LD : Quels genres d’activités organisez-vous ?

LJR : Dans la région d’Ottawa, nous organisons tous les ans une session d’information lors des feux de la Fête de la Reine dans un parc du centre d’Ottawa. Lorsque Sa Majesté ou un membre de la famille royale vient nous rendre visite, nous sommes souvent sur place pour l’accueillir. Notre représentant auprès des médias locaux est en mesure de commenter la visite elle-même et de répondre aux questions des journalistes à propos du bien-fondé de la monarchie constitutionnelle canadienne.

LD : Quel est l’âge moyen de vos membres ? La monarchie est-elle plus populaire auprès d’un groupe d’âge particulier ?

LJR : Lorsque j’ai rejoint les rangs de la Ligue monarchique du Canada, des jeunes comme moi étaient très rares. Depuis ce temps, par contre, j’ai remarqué que la moyenne d’âge de nos membres est passée de la soixantaine à la quarantaine ! Je crois que la monarchie est toujours très populaire au Canada et au Québec. Bien des gens se sentent un peu gênés d’affirmer qu’ils sont en faveur de notre monarchie canadienne, car ils sont intimidés par leur entourage, leur famille ou d’autres facteurs. En jasant avec des Canadiens un peu partout au pays, je m’aperçois que l’âge n’est pas réellement un facteur dans l’appréciation de notre système monarchique. Ceux qui comprennent notre constitution ont généralement tendance à être positifs envers la monarchie et ceux qui n’ont pas pris le temps de s’informer sont indifférents ou silencieux sur la question.

Un phénomène qui rapproche la jeunesse canadienne de notre monarchie est la popularité du prince William et de sa fiancée Kate Middleton, dont les parents sont maintenant des résidents de la région montréalaise. Le tout est un événement positif pour le fait monarchique au Canada et aide à faire valoir un futur génial pour ce jeune couple dans notre société.

LD : Comment répondez-vous aux critiques qui affirment que la monarchie est anti-démocratique ?

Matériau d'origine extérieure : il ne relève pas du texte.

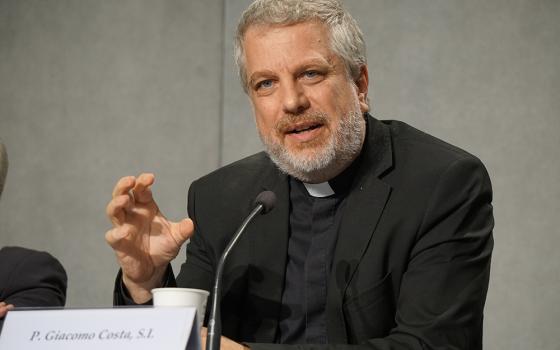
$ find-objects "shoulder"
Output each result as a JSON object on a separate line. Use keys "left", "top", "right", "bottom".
{"left": 0, "top": 246, "right": 67, "bottom": 307}
{"left": 186, "top": 151, "right": 281, "bottom": 225}
{"left": 379, "top": 119, "right": 489, "bottom": 181}
{"left": 372, "top": 119, "right": 492, "bottom": 214}
{"left": 384, "top": 119, "right": 478, "bottom": 163}
{"left": 184, "top": 152, "right": 282, "bottom": 258}
{"left": 1, "top": 246, "right": 54, "bottom": 265}
{"left": 190, "top": 151, "right": 275, "bottom": 196}
{"left": 0, "top": 246, "right": 66, "bottom": 277}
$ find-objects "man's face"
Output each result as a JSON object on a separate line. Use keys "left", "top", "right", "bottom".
{"left": 243, "top": 21, "right": 369, "bottom": 183}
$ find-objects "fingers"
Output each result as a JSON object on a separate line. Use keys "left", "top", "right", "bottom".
{"left": 112, "top": 176, "right": 135, "bottom": 198}
{"left": 110, "top": 173, "right": 154, "bottom": 203}
{"left": 108, "top": 176, "right": 135, "bottom": 226}
{"left": 131, "top": 173, "right": 155, "bottom": 204}
{"left": 106, "top": 194, "right": 132, "bottom": 226}
{"left": 0, "top": 302, "right": 14, "bottom": 319}
{"left": 107, "top": 173, "right": 155, "bottom": 226}
{"left": 105, "top": 223, "right": 135, "bottom": 248}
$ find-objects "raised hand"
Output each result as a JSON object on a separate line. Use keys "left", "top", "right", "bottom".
{"left": 105, "top": 173, "right": 194, "bottom": 303}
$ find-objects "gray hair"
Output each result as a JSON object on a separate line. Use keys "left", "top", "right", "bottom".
{"left": 0, "top": 142, "right": 7, "bottom": 198}
{"left": 235, "top": 0, "right": 367, "bottom": 92}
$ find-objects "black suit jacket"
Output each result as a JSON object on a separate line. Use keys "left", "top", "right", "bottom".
{"left": 116, "top": 115, "right": 493, "bottom": 349}
{"left": 0, "top": 246, "right": 67, "bottom": 329}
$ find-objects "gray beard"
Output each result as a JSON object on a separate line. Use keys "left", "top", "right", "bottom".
{"left": 259, "top": 110, "right": 365, "bottom": 183}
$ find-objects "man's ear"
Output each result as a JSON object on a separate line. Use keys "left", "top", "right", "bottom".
{"left": 355, "top": 65, "right": 369, "bottom": 113}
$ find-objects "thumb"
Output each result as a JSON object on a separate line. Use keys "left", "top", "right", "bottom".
{"left": 172, "top": 218, "right": 194, "bottom": 245}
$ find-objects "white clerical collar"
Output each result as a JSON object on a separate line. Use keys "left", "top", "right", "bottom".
{"left": 303, "top": 181, "right": 335, "bottom": 198}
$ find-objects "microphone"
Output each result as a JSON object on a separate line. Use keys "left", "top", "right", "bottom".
{"left": 206, "top": 191, "right": 276, "bottom": 350}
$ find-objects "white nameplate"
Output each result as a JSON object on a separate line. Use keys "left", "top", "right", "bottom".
{"left": 0, "top": 306, "right": 200, "bottom": 350}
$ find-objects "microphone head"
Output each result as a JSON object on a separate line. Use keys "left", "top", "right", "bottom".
{"left": 254, "top": 190, "right": 276, "bottom": 214}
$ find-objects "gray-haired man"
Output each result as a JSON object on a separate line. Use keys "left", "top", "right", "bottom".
{"left": 107, "top": 1, "right": 493, "bottom": 349}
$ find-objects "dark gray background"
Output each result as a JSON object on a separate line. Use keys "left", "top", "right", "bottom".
{"left": 1, "top": 1, "right": 559, "bottom": 348}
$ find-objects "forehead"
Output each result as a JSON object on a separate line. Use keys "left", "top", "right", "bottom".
{"left": 243, "top": 21, "right": 336, "bottom": 73}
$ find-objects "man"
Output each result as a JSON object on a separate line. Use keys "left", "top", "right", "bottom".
{"left": 0, "top": 142, "right": 68, "bottom": 329}
{"left": 106, "top": 0, "right": 493, "bottom": 349}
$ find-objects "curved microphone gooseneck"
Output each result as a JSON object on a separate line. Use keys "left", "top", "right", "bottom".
{"left": 206, "top": 190, "right": 276, "bottom": 350}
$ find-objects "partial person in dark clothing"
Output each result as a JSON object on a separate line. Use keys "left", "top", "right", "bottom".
{"left": 0, "top": 247, "right": 68, "bottom": 328}
{"left": 0, "top": 142, "right": 68, "bottom": 329}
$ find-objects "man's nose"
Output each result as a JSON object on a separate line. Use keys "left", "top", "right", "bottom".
{"left": 281, "top": 81, "right": 310, "bottom": 115}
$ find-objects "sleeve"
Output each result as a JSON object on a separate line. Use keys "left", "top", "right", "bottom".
{"left": 0, "top": 247, "right": 68, "bottom": 308}
{"left": 112, "top": 264, "right": 176, "bottom": 306}
{"left": 248, "top": 156, "right": 494, "bottom": 350}
{"left": 384, "top": 156, "right": 494, "bottom": 349}
{"left": 174, "top": 180, "right": 217, "bottom": 324}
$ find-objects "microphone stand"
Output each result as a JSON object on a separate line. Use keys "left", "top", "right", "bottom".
{"left": 206, "top": 203, "right": 265, "bottom": 350}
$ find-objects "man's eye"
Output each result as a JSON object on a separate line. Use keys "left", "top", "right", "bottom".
{"left": 303, "top": 71, "right": 320, "bottom": 79}
{"left": 256, "top": 80, "right": 273, "bottom": 90}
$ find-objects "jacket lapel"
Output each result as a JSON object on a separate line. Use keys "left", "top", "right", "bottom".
{"left": 326, "top": 116, "right": 394, "bottom": 343}
{"left": 247, "top": 161, "right": 290, "bottom": 342}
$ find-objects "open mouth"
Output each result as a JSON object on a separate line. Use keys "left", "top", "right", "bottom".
{"left": 285, "top": 122, "right": 323, "bottom": 135}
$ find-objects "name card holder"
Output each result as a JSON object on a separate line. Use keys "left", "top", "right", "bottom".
{"left": 0, "top": 306, "right": 200, "bottom": 350}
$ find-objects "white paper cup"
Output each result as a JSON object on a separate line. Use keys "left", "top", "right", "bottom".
{"left": 152, "top": 288, "right": 210, "bottom": 330}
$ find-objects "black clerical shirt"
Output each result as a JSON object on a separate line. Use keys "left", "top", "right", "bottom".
{"left": 277, "top": 161, "right": 358, "bottom": 344}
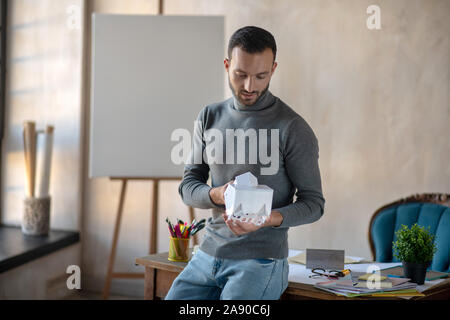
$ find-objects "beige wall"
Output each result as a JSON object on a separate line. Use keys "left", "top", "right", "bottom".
{"left": 2, "top": 0, "right": 448, "bottom": 298}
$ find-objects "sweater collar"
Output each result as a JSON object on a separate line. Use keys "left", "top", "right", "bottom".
{"left": 232, "top": 89, "right": 276, "bottom": 112}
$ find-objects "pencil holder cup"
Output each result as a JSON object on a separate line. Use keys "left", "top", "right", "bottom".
{"left": 168, "top": 237, "right": 190, "bottom": 262}
{"left": 22, "top": 196, "right": 51, "bottom": 236}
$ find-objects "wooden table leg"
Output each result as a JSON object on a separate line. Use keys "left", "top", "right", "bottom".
{"left": 102, "top": 178, "right": 128, "bottom": 300}
{"left": 144, "top": 267, "right": 156, "bottom": 300}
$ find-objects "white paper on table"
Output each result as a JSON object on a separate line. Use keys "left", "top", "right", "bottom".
{"left": 224, "top": 172, "right": 273, "bottom": 225}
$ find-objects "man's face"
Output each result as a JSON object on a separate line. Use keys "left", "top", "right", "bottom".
{"left": 224, "top": 47, "right": 277, "bottom": 106}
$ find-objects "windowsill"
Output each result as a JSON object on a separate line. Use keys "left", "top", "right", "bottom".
{"left": 0, "top": 224, "right": 80, "bottom": 273}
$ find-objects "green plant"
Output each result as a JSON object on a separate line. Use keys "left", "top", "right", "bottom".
{"left": 392, "top": 223, "right": 437, "bottom": 263}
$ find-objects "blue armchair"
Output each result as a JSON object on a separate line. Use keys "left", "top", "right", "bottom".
{"left": 368, "top": 193, "right": 450, "bottom": 272}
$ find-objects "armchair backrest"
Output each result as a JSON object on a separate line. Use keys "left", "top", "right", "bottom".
{"left": 368, "top": 193, "right": 450, "bottom": 272}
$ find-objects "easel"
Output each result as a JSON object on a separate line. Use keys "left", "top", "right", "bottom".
{"left": 102, "top": 177, "right": 197, "bottom": 299}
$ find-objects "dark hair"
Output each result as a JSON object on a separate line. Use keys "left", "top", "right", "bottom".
{"left": 228, "top": 26, "right": 277, "bottom": 62}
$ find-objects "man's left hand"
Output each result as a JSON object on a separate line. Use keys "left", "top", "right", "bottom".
{"left": 222, "top": 210, "right": 283, "bottom": 236}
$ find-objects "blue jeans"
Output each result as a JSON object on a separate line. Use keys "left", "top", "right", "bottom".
{"left": 165, "top": 249, "right": 289, "bottom": 300}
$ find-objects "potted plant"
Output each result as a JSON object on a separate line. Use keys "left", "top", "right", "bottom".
{"left": 392, "top": 223, "right": 437, "bottom": 285}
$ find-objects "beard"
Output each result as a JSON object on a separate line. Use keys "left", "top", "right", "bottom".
{"left": 228, "top": 76, "right": 270, "bottom": 107}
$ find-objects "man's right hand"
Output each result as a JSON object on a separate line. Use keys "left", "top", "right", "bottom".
{"left": 209, "top": 180, "right": 234, "bottom": 205}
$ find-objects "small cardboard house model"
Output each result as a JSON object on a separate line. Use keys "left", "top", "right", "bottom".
{"left": 224, "top": 172, "right": 274, "bottom": 225}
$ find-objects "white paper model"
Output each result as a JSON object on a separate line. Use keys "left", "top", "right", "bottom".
{"left": 224, "top": 172, "right": 274, "bottom": 226}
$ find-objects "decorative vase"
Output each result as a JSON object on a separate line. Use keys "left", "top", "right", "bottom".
{"left": 22, "top": 196, "right": 51, "bottom": 236}
{"left": 402, "top": 261, "right": 430, "bottom": 285}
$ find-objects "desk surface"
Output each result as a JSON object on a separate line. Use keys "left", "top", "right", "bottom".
{"left": 135, "top": 251, "right": 189, "bottom": 273}
{"left": 136, "top": 249, "right": 450, "bottom": 300}
{"left": 286, "top": 250, "right": 448, "bottom": 295}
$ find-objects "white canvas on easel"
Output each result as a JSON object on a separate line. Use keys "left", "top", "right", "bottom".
{"left": 89, "top": 14, "right": 224, "bottom": 178}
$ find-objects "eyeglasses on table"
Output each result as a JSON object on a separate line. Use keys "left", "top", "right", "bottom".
{"left": 308, "top": 268, "right": 346, "bottom": 280}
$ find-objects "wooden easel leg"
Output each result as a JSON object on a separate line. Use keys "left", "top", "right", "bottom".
{"left": 150, "top": 179, "right": 159, "bottom": 254}
{"left": 188, "top": 206, "right": 198, "bottom": 246}
{"left": 102, "top": 178, "right": 128, "bottom": 300}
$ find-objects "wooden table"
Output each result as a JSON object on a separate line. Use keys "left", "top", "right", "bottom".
{"left": 135, "top": 251, "right": 188, "bottom": 300}
{"left": 135, "top": 251, "right": 450, "bottom": 300}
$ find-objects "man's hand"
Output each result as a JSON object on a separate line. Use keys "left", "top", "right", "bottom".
{"left": 209, "top": 180, "right": 234, "bottom": 205}
{"left": 222, "top": 210, "right": 284, "bottom": 236}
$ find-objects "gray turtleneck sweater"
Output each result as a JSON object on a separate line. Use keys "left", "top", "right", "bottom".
{"left": 178, "top": 90, "right": 325, "bottom": 259}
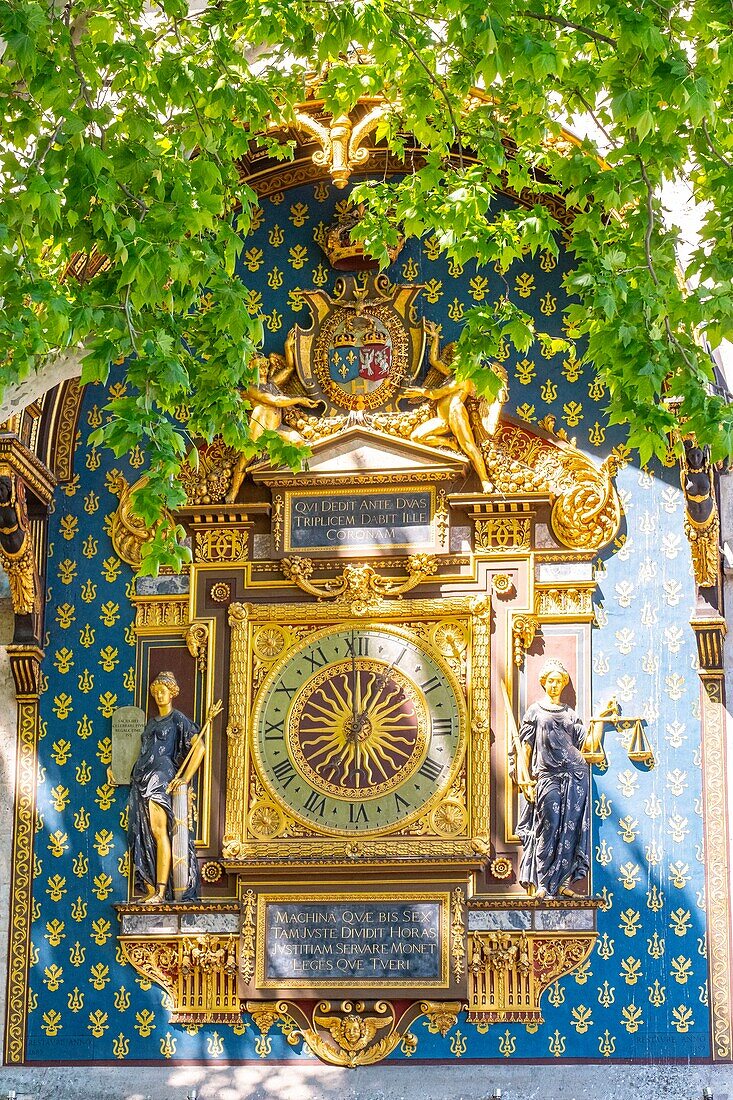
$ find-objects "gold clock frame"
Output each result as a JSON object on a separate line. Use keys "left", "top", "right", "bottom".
{"left": 222, "top": 594, "right": 492, "bottom": 869}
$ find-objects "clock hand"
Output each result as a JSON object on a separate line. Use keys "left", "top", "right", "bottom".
{"left": 349, "top": 628, "right": 357, "bottom": 729}
{"left": 353, "top": 646, "right": 407, "bottom": 728}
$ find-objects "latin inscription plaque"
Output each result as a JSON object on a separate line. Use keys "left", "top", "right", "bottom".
{"left": 256, "top": 893, "right": 449, "bottom": 989}
{"left": 286, "top": 490, "right": 434, "bottom": 551}
{"left": 110, "top": 705, "right": 146, "bottom": 785}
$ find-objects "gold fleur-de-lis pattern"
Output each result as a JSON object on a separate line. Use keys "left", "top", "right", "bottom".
{"left": 22, "top": 180, "right": 709, "bottom": 1064}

LJR : Dans le contexte mondial actuel, dans lequel on vit des moments à la fois difficiles et inspirants dans plusieurs pays du Moyen-Orient, on voit des régimes dictatoriaux qui tombent enfin aux mains d’un mouvement qui, on l’espère, est une manifestation d’un idéal démocratique qui aurait dû apparaître il y a longtemps. Ceci dit, il faut regarder au-delà de l’immédiat et songer à ce qui pourrait arriver dans ces pays dans les mois et les années à venir.

La différence entre ces pays et le Canada, c’est que ces premiers étaient des autocraties, des dictatures. Ici, on prône le régime du droit commun, des droits et des responsabilités des individus vis-à-vis de notre société, ainsi que de la liberté d’expression fondamentale de l’individu. Nous avons un système démocratique. On peut critiquer notre gouvernement et même notre souverain sans peur de représailles ; ce n’est pas le cas dans la majorité des pays du globe. Est-ce que la monarchie est antidémocratique ? Je vous affirme sans équivoque que non, elle ne l’est pas, car, au contraire, la monarchie constitutionnelle du Canada protège notre démocratie.